The highest flavonoid content was found in the chloroform extract of Aloe vera leaves (33.33%, w/w) followed by the 60% EtOH extract of CBH (22.9%, w/w), chloroform: EtOH extract of Aloe vera leaves (19.21%, w/w), and 95% acetone extract of Aloe vera leaves (17.27%, w/w). These extracts had the highest total contents of phenolics and flavonoids.
The relationship between the total flavonoid content, total phenolics content and anti-glycation activity of extracts was analyzed. As expected, the anti-glycation activity of the extracts correlated positively with the total contents of phenolics and flavonoids (Fig. 3; also see Table 3 for details). Glycation inhibition by Aloe arborescens extracts was significantly correlated with their DPPH radical scavenging activity (R 2 =0.946) and antioxidant activity by TBA-RS assay (R 2 =0.965). On the other hand, the correlation between the antiglycation activity of Portulaca oleracea and its antioxidant activity determined by the DPPH radical scavenging and TBARS assays was relatively weak. However, the overall correlation coefficient between the DPPH radical scavenging activity and anti-glycation activity was 0.659 (moderate correlation), which was higher than with TBA-RS. Moreover, the average correlation between the anti-glycation activity and flavonoid content (R 2 =0.615) revealed that the content of flavonoids was a major determinant of the anti-glycation activity of the extracts. This results is in line with those of Laurean et al. (2006) and Oya et al. (1997). The presence of high concentrations of flavonoids in the extracts could explain these properties.

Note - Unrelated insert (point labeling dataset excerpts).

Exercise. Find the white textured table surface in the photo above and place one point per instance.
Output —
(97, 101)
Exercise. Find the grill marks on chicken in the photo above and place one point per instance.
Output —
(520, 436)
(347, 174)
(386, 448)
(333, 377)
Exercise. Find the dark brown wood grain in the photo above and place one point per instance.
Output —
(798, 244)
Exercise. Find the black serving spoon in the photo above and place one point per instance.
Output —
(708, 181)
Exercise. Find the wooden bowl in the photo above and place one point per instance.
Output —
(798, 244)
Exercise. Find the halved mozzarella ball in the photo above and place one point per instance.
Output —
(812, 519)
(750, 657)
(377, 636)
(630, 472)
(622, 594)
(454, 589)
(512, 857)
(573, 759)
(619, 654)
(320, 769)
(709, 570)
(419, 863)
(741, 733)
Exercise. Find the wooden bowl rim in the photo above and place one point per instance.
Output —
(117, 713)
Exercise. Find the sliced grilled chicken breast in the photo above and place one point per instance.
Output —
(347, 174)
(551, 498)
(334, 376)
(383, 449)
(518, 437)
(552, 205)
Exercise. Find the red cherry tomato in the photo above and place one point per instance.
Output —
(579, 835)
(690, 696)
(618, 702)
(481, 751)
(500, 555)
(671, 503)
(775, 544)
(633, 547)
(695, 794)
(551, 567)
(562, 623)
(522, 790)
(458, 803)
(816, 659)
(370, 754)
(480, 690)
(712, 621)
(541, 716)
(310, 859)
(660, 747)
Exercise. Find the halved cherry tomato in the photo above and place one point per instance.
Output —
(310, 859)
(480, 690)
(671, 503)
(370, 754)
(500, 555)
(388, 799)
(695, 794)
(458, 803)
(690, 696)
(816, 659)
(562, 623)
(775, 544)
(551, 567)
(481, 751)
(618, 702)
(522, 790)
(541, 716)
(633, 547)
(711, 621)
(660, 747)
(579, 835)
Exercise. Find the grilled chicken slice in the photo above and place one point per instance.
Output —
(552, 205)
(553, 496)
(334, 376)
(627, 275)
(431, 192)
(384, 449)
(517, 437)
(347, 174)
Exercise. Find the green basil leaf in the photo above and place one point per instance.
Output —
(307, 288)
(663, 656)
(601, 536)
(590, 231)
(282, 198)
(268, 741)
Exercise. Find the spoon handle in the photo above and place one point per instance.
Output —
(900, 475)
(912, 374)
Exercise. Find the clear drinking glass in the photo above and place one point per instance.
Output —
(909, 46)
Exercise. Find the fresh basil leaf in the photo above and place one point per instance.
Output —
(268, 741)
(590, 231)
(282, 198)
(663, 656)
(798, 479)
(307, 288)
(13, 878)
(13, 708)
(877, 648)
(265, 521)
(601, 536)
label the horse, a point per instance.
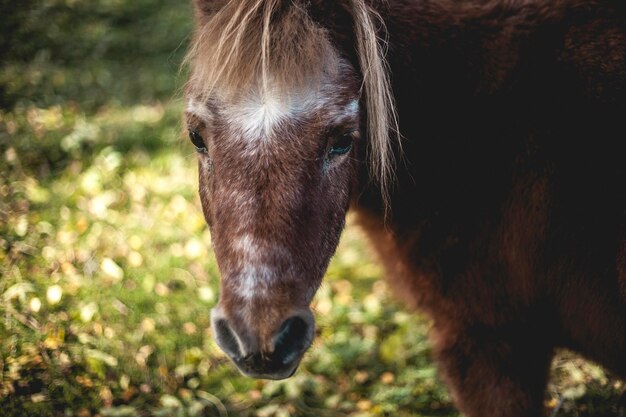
(481, 146)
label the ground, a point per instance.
(106, 263)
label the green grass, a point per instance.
(106, 263)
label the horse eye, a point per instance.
(342, 145)
(197, 141)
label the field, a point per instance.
(107, 272)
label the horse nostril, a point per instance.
(294, 336)
(226, 338)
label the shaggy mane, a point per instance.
(254, 41)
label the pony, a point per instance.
(481, 146)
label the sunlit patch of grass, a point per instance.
(108, 274)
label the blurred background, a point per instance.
(107, 273)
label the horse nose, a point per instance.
(288, 344)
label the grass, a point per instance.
(106, 263)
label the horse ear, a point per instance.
(204, 9)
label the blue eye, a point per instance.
(341, 146)
(197, 141)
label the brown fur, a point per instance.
(507, 219)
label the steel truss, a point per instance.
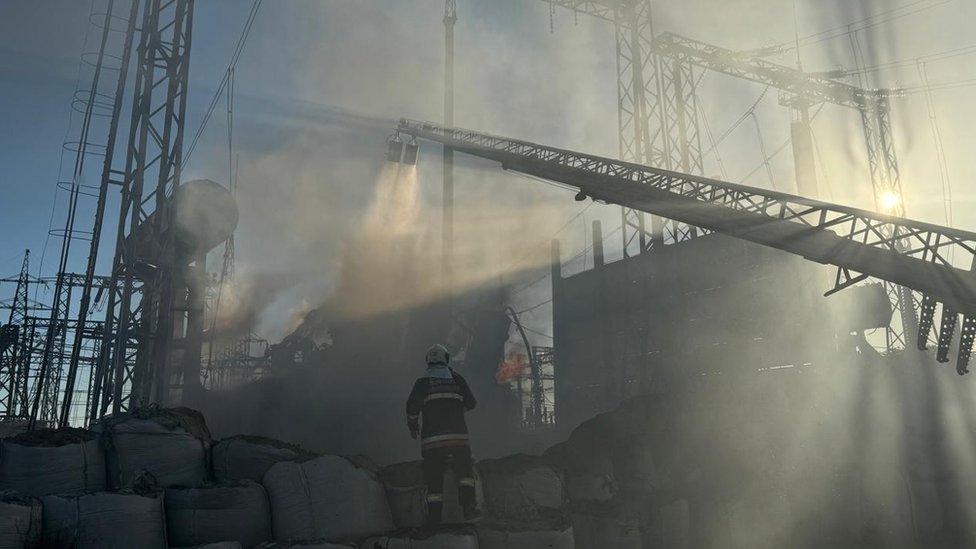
(102, 100)
(657, 111)
(14, 348)
(860, 243)
(799, 90)
(134, 358)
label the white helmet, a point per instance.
(438, 355)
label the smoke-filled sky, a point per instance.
(306, 182)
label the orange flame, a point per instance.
(516, 362)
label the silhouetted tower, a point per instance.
(447, 218)
(133, 365)
(15, 349)
(99, 106)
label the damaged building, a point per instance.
(605, 349)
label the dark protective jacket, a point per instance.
(436, 408)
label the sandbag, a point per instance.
(305, 545)
(406, 493)
(52, 461)
(104, 520)
(445, 537)
(246, 457)
(503, 537)
(240, 513)
(520, 487)
(325, 498)
(598, 530)
(20, 520)
(170, 444)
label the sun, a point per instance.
(889, 201)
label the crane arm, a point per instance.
(910, 253)
(600, 9)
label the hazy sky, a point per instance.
(304, 182)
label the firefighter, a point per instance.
(435, 412)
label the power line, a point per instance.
(737, 123)
(536, 306)
(224, 80)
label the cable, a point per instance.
(536, 332)
(862, 24)
(224, 80)
(738, 122)
(536, 306)
(713, 147)
(823, 166)
(762, 150)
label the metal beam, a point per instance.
(893, 249)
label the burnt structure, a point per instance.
(713, 311)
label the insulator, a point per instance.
(926, 317)
(394, 150)
(966, 337)
(949, 320)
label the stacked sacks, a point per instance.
(245, 457)
(105, 520)
(240, 513)
(406, 493)
(218, 545)
(49, 461)
(444, 537)
(524, 504)
(314, 544)
(20, 521)
(326, 498)
(169, 444)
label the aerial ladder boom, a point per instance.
(858, 242)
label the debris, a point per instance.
(51, 461)
(171, 444)
(443, 537)
(326, 497)
(104, 520)
(245, 457)
(20, 521)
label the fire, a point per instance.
(515, 363)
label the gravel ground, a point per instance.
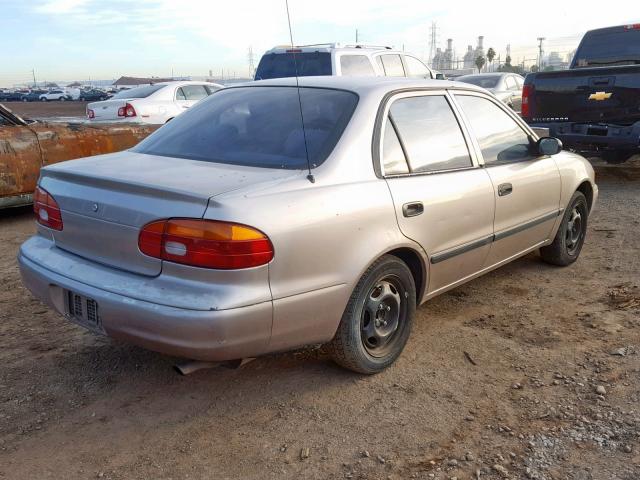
(531, 372)
(48, 109)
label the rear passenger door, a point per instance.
(526, 185)
(443, 199)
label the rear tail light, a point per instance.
(46, 209)
(127, 111)
(526, 109)
(205, 243)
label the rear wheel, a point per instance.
(569, 239)
(377, 322)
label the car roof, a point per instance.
(336, 47)
(361, 85)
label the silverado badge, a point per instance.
(598, 96)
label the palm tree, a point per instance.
(491, 53)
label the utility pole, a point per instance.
(251, 58)
(433, 31)
(540, 52)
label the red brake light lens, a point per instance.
(206, 243)
(526, 110)
(46, 209)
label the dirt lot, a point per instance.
(48, 109)
(522, 402)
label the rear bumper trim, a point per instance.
(202, 335)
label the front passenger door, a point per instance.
(526, 185)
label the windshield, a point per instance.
(138, 92)
(483, 81)
(281, 65)
(610, 47)
(257, 126)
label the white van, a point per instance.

Glycated proteins have been shown to provide stable active sites for catalyzing the formation of free radicals. These free radical reactions lead to the formation of fluorescent and nonfluorescent AGE adducts (McMorrough & McDowell, 1978; Wang et al., 2009).
It was found that free radical scavenging and high flavonoid contents are effective for glycation inhibition.
Conclusion
This present study was carried out to screen plants for their antiglycation activities. The anti-glycation capacities of samples were compared with that of AG (aminoguanidine) as a standard. Five kinds of samples, Aloe vera leaves, Aloe arborescens leaves, Aloe vera callus, Portulaca oleracea and cacao bean husk were extracted with hot water, cold water or 60% EtOH solution. Inhibition of protein glycation in vitro was examined by using the NBT assay, BSA-methylglyoxal assay and RNaseribose assay. Correlation between flavonoid or phenolics contents and the glycation inhibitory activity or the antioxidant potency of the extracts was analyzed.
The results of our study suggest that the extracts from Aloe vera leaves and CBH are rich in phenolic compounds, which probably contributes to their anti-glycation activities. This is the first report of anti-glycation activities of these samples. We suggest that extracts of Aloe vera leaves and CBH may potentially prevent AGE formation.